Mains A/C Current sensing

Question

I am looking for a solution to detect de presence of mains current with the Arduino. I came across a few solutions but I think all of them have some serious drawback for this case:

I have 8 power sockets supplied by mains voltage that are controlled by an Arduino (Mega 2560 - if it is important, but if not suitable, can be changed with something else) with relays. In those sockets I plug different power consumers (a 300w heater, some pumps, some solenoids) - for an aquarium. I want to be able to detect if current is flowing (not interested by the value!) to check if the relay switched correctly and the thing that is plugged in the socket is operating.

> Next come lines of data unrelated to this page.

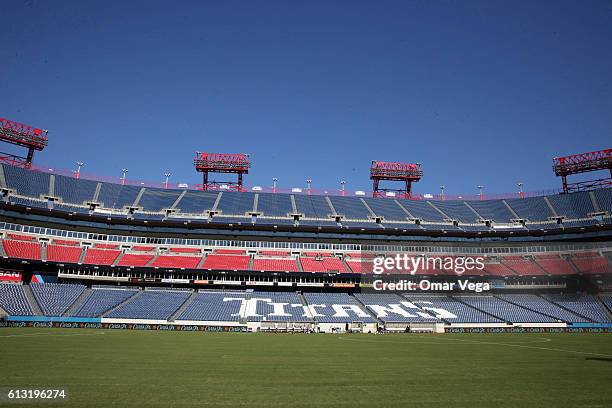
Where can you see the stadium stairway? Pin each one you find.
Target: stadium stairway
(82, 257)
(199, 265)
(605, 307)
(32, 300)
(116, 261)
(134, 296)
(43, 252)
(152, 260)
(78, 302)
(184, 306)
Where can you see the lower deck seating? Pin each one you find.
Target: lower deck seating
(151, 304)
(459, 312)
(61, 253)
(13, 300)
(543, 306)
(101, 301)
(275, 264)
(583, 305)
(176, 261)
(214, 306)
(278, 306)
(555, 265)
(594, 264)
(226, 262)
(322, 265)
(523, 267)
(391, 308)
(95, 256)
(504, 310)
(336, 308)
(135, 260)
(22, 249)
(54, 299)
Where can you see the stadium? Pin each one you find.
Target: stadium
(97, 255)
(241, 278)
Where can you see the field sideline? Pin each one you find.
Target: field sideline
(161, 369)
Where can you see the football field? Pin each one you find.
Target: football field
(99, 368)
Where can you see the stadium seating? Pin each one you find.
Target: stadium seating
(388, 209)
(542, 306)
(274, 205)
(391, 308)
(591, 263)
(151, 304)
(176, 261)
(275, 264)
(95, 256)
(13, 300)
(32, 186)
(55, 298)
(214, 306)
(555, 265)
(101, 301)
(337, 308)
(292, 309)
(462, 312)
(582, 305)
(504, 310)
(22, 249)
(522, 266)
(226, 262)
(322, 265)
(236, 203)
(60, 253)
(135, 260)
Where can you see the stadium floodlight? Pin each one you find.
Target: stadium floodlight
(520, 186)
(80, 164)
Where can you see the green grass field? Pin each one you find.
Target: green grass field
(162, 369)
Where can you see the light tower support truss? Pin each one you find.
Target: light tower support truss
(21, 135)
(222, 163)
(584, 163)
(394, 171)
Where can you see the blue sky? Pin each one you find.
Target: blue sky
(479, 92)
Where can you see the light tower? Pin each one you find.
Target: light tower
(206, 163)
(394, 171)
(21, 135)
(80, 164)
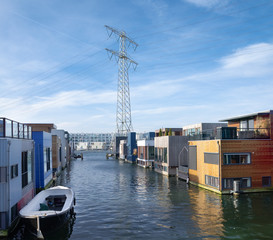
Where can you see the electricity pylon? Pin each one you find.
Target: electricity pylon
(123, 114)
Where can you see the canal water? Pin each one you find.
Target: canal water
(118, 200)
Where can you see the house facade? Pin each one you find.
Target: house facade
(17, 171)
(43, 159)
(240, 159)
(145, 153)
(167, 150)
(204, 131)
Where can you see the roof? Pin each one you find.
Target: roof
(246, 116)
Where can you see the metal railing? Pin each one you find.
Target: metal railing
(232, 133)
(13, 129)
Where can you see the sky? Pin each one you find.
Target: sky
(198, 61)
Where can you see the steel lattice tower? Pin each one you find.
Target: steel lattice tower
(123, 114)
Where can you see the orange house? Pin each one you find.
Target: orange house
(240, 159)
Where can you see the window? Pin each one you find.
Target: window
(165, 155)
(156, 155)
(212, 181)
(14, 171)
(247, 124)
(151, 152)
(47, 159)
(26, 168)
(15, 129)
(244, 182)
(14, 212)
(3, 174)
(8, 126)
(266, 181)
(236, 158)
(1, 128)
(21, 130)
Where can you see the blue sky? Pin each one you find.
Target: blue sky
(198, 61)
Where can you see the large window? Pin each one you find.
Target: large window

At present I have 8 "donuts" which are non contact sensors (which is nice!) but there is heavy interference. So much that I cannot assert the state of a circuit with this solution.

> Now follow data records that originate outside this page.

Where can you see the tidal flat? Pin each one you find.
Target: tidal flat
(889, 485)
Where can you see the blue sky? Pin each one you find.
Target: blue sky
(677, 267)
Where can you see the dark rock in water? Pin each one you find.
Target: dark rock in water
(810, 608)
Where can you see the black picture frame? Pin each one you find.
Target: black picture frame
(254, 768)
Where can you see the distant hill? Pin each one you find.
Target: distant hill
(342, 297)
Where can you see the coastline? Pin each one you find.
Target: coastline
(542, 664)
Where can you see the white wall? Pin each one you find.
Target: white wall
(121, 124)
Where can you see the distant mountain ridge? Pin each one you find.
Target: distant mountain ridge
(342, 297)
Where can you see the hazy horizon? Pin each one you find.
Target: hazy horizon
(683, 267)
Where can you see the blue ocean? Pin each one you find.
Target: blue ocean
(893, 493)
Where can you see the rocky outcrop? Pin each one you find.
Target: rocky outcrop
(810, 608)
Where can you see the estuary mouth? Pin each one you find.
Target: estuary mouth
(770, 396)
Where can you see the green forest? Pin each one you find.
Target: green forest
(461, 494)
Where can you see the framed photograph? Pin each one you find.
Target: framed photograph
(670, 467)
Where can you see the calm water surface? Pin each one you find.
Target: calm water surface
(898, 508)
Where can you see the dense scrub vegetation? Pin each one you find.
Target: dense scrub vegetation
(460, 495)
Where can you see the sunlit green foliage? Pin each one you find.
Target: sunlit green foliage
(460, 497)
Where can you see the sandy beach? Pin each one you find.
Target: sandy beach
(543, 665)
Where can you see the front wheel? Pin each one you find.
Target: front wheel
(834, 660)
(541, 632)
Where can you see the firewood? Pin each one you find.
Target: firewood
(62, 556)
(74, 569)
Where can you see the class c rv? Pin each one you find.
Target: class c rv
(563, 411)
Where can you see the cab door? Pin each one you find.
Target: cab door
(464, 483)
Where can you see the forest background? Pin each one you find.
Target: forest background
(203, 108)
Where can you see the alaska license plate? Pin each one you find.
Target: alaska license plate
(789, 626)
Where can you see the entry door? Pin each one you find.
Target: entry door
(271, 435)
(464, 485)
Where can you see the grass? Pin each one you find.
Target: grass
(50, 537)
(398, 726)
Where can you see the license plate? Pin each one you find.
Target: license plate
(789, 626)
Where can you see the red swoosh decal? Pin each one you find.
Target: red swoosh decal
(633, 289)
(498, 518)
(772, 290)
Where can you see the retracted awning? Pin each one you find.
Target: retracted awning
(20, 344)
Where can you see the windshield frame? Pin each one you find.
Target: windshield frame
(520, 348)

I thought about using ACS712 current sensors instead. But I read that being hall effect, they pretty much suffer from the same limitations that I now have with the current transformers.

Is there any other (preferably simple) way to detect the current presence for each socket, that doesn't suffer from interference from the adjacent circuits?

Answer 1

Here is part of a circuit that I used, which can both detect the presence of A/C but also measure the current flowing through an AC line. The particular device had 4 AC inputs which were multiplexed to 4 outputs via relays, but also measured current on any input and could tell if AC was plugged in on any of the inputs. Several of these units were fielded so I know it works.

A few notes on its operation.

Detection of AC used the MID400 chip, which is designed specifically for detecting AC. I investigated multiple other solutions, including the resistor-capacitor-opto route but this was the most reliable way to do it. If you only need detection, that should work fine.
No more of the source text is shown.